With mental health awareness on the rise around the world, more people are learning that major mental health struggles like depression can affect people of all social classes regardless of background, age, or upbringing. With stigmatization against mental health treatments becoming less rampant —especially in a COVID-stricken world where metal health issues have skyrocketed — the way we look at mental health has changed drastically, signifying a better approach in treating depression. Although still far from perfect, the shift in attitudes towards mental health advocacy has indeed improved, even here in Southeast Asia.
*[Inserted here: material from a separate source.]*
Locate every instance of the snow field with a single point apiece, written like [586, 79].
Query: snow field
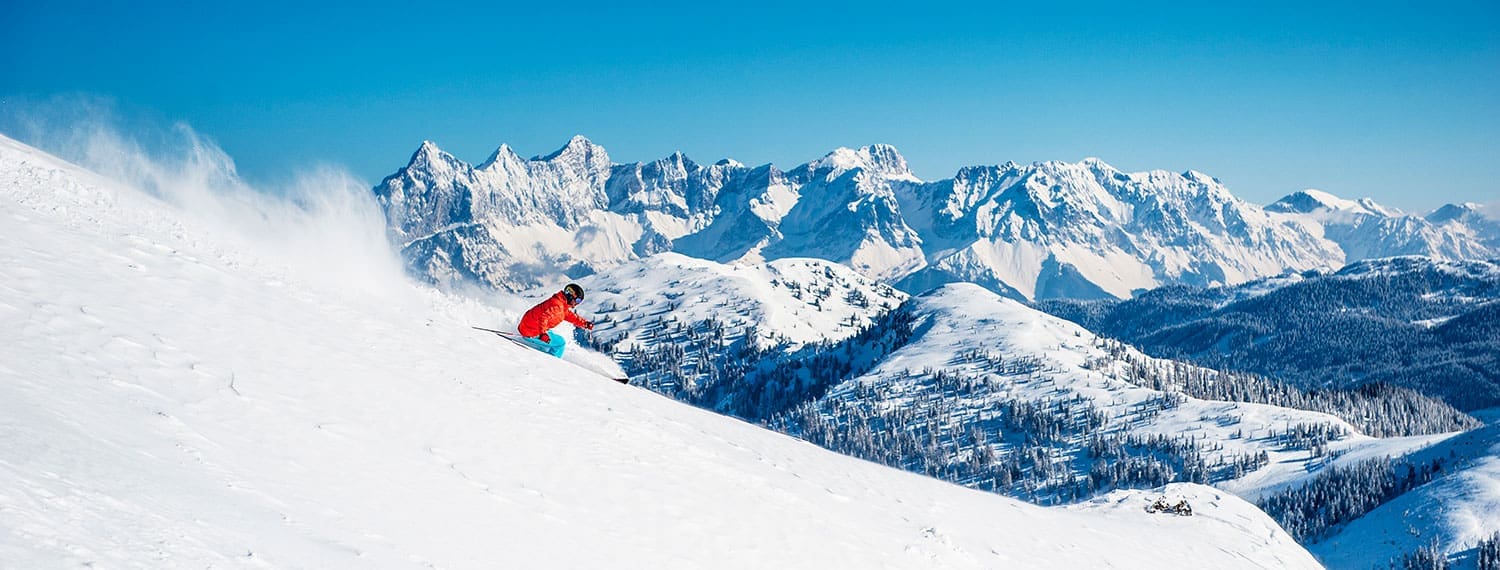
[171, 396]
Image Credit: Anthony Tran

For the most part, stigmatization against mental health treatments existed due to the fact that mental illness is an invisible disorder and diagnosing various disorders have proven to be an inexact science, and quite a challenge, given the lack of advanced scientific studies. It has been even more challenging for people who suffer from mental health struggles, having to settle for treatments that were administered on a trial-and-error basis.

So, it comes as a massive relief to many that scientists have now developed a new way of testing blood that can precisely diagnose various mental health conditions! Currently, there are no objective measures such as blood tests that are used in clinical practice, and the available treatments that exist, do not work for everybody. The development of blood tests, as well as the matching of patients with existing and new treatments in a precise, personalized, and preventive fashion, would make a significant difference at an individual and societal level. 


According to a groundbreaking study by scientists at the Indiana University School of Medicine, mental health diagnosis can now be achieved with a newly developed blood test that will provide information of just how severe a patient’s depression is, the likelihood of them developing severe depression in the future, as well as the risk of developing future bipolar disorder, otherwise known as manic depression. The test also provides information on tailored medication choices for patients.

Led by Alexander B. Niculescu, MD, PhD, Professor of Psychiatry at IU School of Medicine, the study was published on April 8 2021 in the high impact journal Molecular Psychiatry . The work builds on previous research conducted by Niculescu and his colleagues into blood biomarkers that track suicidality as well as pain, post-traumatic stress disorder, and Alzheimer’s disease.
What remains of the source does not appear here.